Jérémie Fontanieu : Une fois élu à la présidence, Dimitri Medvedev aura-t-il les moyens d'écarter Vladimir Poutine ? En d'autres termes, pourra-t-il assumer d'éventuelles ambitions individuelles ?

Marie Jégo : En fait, dans un premier temps, il semble qu'il sera quand même assez bordé, puisque Vladimir Poutine dit qu'il sera son premier ministre. Maintenant, il a peut-être intérêt à développer une politique plus indépendante pour se maintenir au pouvoir parce que sans cela, il va être l'otage de la politique de Poutine.
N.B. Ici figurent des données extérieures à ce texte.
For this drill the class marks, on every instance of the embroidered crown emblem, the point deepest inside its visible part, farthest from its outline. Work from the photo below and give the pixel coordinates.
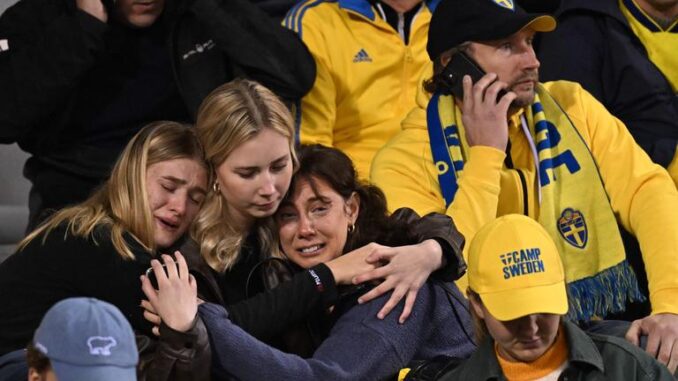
(508, 4)
(362, 56)
(572, 226)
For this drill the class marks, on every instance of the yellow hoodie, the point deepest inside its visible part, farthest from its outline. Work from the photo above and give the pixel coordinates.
(366, 77)
(642, 195)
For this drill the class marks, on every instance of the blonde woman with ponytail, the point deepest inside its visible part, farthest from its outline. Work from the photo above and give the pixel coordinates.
(100, 247)
(248, 136)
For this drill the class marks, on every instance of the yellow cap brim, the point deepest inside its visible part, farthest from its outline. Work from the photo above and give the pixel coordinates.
(542, 23)
(512, 304)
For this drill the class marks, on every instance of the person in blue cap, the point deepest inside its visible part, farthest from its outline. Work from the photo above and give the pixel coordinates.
(83, 339)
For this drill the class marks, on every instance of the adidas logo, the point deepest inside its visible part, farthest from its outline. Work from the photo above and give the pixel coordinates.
(362, 56)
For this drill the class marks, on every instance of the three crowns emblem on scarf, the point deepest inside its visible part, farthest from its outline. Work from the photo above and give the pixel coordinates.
(572, 226)
(508, 4)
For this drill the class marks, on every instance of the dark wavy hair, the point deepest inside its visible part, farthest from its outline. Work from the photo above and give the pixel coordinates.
(318, 162)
Il serait encore plus fâcheux pour lui d'être l'otage de la politique des hommes en uniforme, les "silovikis", qui poussent la Russie à devenir de plus en plus un Etat policier.

RACHID : M. Medvedev et M. Poutine se sont-ils mis d'accord pour changer la Constitution après les élections, Constitution qui donnerait plus de pouvoir au premier ministre ?

Marie Jégo : Officiellement, rien de tel n'a été annoncé bien sûr. Néanmoins, Vladimir Poutine a fait une allusion à cela. C'était le 14 février, lors de sa conférence au Kremlin. Il a dit que pour que le travail du gouvernement soit plus efficace, il fallait lui donner plus de pouvoirs. Le problème, c'est qu'en faisant cela, il ruine le système qu'il a mis en place pendant huit ans de la verticale du pouvoir, où tout est subordonné au président puisque maintenant, depuis 2004, même les gouverneurs de région sont proposés par le Parlement régional et nommés par le Kremlin.

Arnaud : Qui représentera la Russie lors des prochaines réunions internationales ? Cela ne va-t-il pas correspondre à un point de discorde important entre les deux hommes ?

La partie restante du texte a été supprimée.